BookmarkSubscribeRSS Feed
abeck19
Calcite | Level 5

I was running a PROC SORT on a very large set of data (was running for about 2 weeks) when my SAS server rebooted and all jobs running were stopped. My sort was almost finished (of course!) and I don't have time to wait another 2 weeks for this job to re-run.

The LCK file from this sort is still in my work folder. Is there any way to pick up the job where it left off before the reboot using the LCK? Any suggestions/ideas will be very much appreciated!

18 REPLIES 18
ballardw
Super User

It may be worth describing your data and the sort options used as that is a very long time for a sort to run.
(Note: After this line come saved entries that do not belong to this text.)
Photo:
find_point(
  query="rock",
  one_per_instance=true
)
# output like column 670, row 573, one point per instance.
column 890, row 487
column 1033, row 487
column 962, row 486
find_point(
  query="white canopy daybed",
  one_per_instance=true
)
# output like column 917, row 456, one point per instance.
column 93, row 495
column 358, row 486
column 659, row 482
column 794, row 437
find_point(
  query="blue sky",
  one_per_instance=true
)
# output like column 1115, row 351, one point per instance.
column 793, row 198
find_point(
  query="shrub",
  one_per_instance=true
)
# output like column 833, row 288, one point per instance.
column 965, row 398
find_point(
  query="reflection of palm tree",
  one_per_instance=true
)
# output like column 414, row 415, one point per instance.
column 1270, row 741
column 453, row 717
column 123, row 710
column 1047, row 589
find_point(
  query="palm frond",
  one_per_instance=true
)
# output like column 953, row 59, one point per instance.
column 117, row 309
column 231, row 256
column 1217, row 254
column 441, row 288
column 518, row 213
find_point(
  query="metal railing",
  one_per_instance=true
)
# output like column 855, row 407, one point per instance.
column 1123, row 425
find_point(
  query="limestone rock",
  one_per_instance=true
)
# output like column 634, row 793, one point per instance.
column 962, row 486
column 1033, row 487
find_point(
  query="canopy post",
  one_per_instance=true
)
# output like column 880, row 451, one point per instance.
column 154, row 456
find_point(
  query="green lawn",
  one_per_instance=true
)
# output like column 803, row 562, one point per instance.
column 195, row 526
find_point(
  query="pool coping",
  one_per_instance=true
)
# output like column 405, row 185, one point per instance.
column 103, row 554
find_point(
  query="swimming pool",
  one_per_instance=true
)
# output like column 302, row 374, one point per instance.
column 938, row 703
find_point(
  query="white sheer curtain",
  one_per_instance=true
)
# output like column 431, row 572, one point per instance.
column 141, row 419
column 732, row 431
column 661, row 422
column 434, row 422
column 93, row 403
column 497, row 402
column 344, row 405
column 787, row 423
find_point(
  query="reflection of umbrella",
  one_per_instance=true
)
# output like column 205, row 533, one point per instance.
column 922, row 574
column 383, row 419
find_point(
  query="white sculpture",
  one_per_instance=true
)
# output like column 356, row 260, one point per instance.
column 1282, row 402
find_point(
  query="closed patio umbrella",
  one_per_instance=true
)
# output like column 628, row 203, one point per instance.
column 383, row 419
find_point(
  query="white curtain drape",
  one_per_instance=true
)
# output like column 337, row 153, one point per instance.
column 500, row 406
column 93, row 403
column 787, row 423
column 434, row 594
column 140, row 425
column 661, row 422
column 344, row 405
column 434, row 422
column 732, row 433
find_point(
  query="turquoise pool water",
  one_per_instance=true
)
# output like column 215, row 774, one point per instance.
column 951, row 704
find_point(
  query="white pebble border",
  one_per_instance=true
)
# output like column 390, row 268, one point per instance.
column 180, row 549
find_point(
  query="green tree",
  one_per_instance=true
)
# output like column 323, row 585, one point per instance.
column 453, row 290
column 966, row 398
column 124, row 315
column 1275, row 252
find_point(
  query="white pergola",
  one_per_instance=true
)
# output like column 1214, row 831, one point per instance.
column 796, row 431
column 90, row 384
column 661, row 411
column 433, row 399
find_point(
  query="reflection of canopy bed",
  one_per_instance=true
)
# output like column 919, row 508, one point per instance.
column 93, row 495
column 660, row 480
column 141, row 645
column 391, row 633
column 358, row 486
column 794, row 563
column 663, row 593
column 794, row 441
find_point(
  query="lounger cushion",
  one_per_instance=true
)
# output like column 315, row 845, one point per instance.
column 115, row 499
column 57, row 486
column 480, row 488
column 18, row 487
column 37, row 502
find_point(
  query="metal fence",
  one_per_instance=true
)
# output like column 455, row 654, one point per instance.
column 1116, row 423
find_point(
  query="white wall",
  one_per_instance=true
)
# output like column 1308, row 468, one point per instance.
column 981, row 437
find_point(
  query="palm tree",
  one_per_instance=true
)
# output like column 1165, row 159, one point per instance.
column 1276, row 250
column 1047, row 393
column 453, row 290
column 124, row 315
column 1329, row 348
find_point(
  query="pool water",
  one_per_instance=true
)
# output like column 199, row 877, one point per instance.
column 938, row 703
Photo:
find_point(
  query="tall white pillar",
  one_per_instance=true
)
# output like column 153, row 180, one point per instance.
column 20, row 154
I suspect you may not be able to do much with the dataset as long as that LCK file exists.

abeck19
Calcite | Level 5

The data is information on impressions of some internet banner ads. Without going into too much detail, included in the data are the user's ID, ad ID, time, website, and some other identifiers. I am dealing with billions of impressions and thus billions of observations - hence the long sort time. I use the tagsort option and am sorting my data on user ID and time so that I can then "roll up" my data by user ID.

Having an admin delete the LCK and/or copying the dataset to a new name would not be an issue - I just don't really have the time to restart the entire sort process. Ideally there would be some way to resume the sort from where it left off using the LCK file but it seems that this is not possible.

Peter_C
Rhodochrosite | Level 12

if you are doing any kind of roll-up as you handle your data, I would suggest:

  1. having your internet-search-trawl create a view rather than data
  2. roll-up that "view" with proc summary

then you only host summary data.

It is impractical to wait 2 weeks for a sort!

If my suggestion is not relevant because you only want to summarize the results of that internet search, try performing your routine in blocks of fifty million rows, interleave (set with a by statement) the results,   then summarize that collection.

Depending on your data it might take only a day (or less)

good luck

abeck19
Calcite | Level 5

Performing the sort in blocks may work - even if it takes a day or two, that's better than another 2 weeks. Any chance you could provide an example/sample code? I would certainly call myself a SAS newbie and am not sure of how I would execute your suggestion.

SASKiwi
PROC Star

Here is a simple example with two sort blocks:

proc sort data = data1;

by sort_vars;

run;

proc sort data = data2;

by sort_vars;

run;

data combined;

  set data1 data2;

  by sort_vars;

run;

The combined dataset maintains the sort order of the of the block1 and block2 datasets- this is interleaving as described by Peter C. Try it yourself on some test data.

Peter_C
Rhodochrosite | Level 12

Thank for domonstrating the interleave when I was off-line for so long....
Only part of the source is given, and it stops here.